A voice never yet heard took over. A shimmering, urgeful, mellow, narcotic voice. A meeting was settled.
"Tomorrow at five at my place," said Ilya Borisovich, "what a pity you can't come tonight!"
"Very regrettable," rejoined the shimmering voice; "you see, I'm being dragged by friends to attend The Black Panther – terrible play – but it's such a long time since I've seen dear Elena Dmitrievna."

 

At the beginning of Ulysses Stephen Dedalus complains to Buck Mulligan that Haines was raving all night about a black panther:

 

– Tell me, Mulligan, Stephen said quietly.

– Yes, my love?

– How long is Haines going to stay in this tower?

Buck Mulligan showed a shaven cheek over his right shoulder.

– God, isn’t he dreadful? he said frankly.

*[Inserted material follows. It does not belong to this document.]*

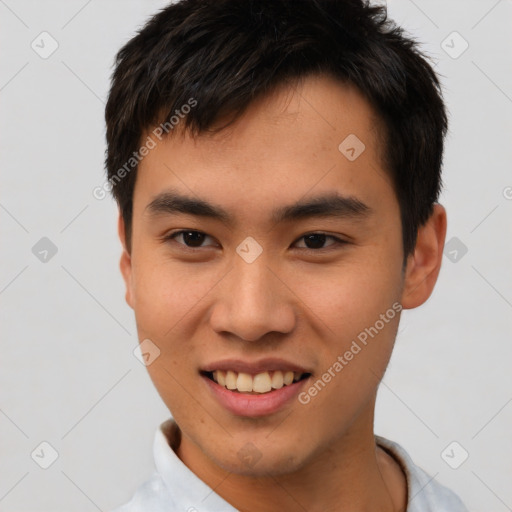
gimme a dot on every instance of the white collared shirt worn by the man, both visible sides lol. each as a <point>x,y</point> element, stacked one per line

A ponderous Saxon. He thinks you’re not a gentleman. God, these bloody English! Bursting with money and indigestion. Because he comes from Oxford. You know, Dedalus, you have the real Oxford manner. He can’t make you out. O, my name for you is the best: Kinch, the knifeblade.

He shaved warily over his chin.

– He was raving all night about a black panther, Stephen said. Where is his guncase?

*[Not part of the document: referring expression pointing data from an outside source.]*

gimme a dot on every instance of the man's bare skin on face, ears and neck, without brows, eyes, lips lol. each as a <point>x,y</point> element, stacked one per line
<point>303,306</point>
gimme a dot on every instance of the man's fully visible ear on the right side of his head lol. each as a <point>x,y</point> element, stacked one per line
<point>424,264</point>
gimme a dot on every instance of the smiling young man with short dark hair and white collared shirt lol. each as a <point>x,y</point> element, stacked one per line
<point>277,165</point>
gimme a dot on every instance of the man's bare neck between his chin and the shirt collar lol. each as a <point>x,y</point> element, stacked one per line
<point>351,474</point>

– A woful lunatic! Mulligan said. Were you in a funk?

– I was, Stephen said with energy and growing fear. Out here in the dark with a man I don’t know raving and moaning to himself about shooting a black panther. You saved men from drowning. I’m not a hero, however. If he stays on here I am off. (Chapter 1)

 

In his review of Contemporary Notes, No. XXXIII, G. Ivanov affirms that Sirin wrote his Universitetskaya poema (“The University Poem,” 1927) in Oxford:

 

“Университетскую поэму” Вл. Сирина правильнее было бы назвать «гимназической». Такими вялыми ямбами, лишёнными всякого чувства стиха, на потеху одноклассников описываются в гимназиях экзамены и учителя. Делается это, нормально, не позже пятого класса. Сирин несколько опоздал, он написал свою поэму в Оксфорде.

 

VN’s story “Lips to Lips” is a satire on the editors of the Paris émigré review Chisla (“Numbers”), including G. Ivanov (a good poet, but a rude critic). Incidentally, in his essay V zashchitu Hodasevicha ("In Defense of Hodasevich," 1927) G. Ivanov energetically protests that Hodasevich was called by critics Arion emigratsii (the Arion of emigration):

 

Теперь: Арион эмиграции. Наш поэт после Блока. Наш певец...

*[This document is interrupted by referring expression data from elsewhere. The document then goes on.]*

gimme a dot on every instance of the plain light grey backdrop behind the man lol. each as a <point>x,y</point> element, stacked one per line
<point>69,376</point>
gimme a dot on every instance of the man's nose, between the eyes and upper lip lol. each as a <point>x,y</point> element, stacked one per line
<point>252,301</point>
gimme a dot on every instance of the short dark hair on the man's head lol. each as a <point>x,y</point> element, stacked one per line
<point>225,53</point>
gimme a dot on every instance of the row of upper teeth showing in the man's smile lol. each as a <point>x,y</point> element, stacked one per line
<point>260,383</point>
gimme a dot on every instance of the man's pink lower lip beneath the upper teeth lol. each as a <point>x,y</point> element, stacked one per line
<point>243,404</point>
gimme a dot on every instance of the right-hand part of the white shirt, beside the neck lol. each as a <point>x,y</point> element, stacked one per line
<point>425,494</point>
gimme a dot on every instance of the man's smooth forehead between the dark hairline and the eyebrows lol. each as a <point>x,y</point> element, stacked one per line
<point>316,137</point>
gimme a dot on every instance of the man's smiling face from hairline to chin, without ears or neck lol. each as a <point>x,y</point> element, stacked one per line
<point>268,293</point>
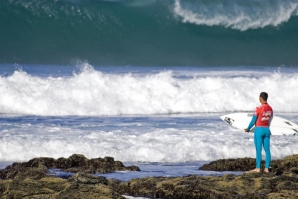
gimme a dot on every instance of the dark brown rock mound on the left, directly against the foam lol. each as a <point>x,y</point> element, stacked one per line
<point>75,163</point>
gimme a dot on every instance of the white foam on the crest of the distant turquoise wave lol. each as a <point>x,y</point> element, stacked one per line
<point>241,15</point>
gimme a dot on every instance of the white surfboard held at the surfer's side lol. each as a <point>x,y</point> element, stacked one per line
<point>279,126</point>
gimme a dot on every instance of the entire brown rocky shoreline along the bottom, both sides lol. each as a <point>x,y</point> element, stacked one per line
<point>32,180</point>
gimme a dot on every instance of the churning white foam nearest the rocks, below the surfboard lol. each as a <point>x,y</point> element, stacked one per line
<point>188,142</point>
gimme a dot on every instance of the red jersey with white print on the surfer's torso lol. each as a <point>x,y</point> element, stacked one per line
<point>264,114</point>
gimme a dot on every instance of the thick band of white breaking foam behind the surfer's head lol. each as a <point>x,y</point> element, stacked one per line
<point>92,92</point>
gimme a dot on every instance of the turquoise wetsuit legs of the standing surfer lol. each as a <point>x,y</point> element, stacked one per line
<point>262,138</point>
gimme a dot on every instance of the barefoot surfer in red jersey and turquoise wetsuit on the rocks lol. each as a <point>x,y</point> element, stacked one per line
<point>262,117</point>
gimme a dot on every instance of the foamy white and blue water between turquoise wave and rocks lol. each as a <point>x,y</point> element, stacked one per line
<point>165,120</point>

«Арион эмиграции». О чем же поет этот «таинственный певец», суша «влажную ризу» на чужом солнце? Какую «радость» несет его песня?

 

Гляжу в окно — и презираю.

Гляжу в себя — презрен я сам...

 

...Так вьется по земле червяк,

Рассечен тяжкою лопатой.

 

Арион, таинственный пушкинский певец? Арион, душа пушкинской (вселенской) поэзии?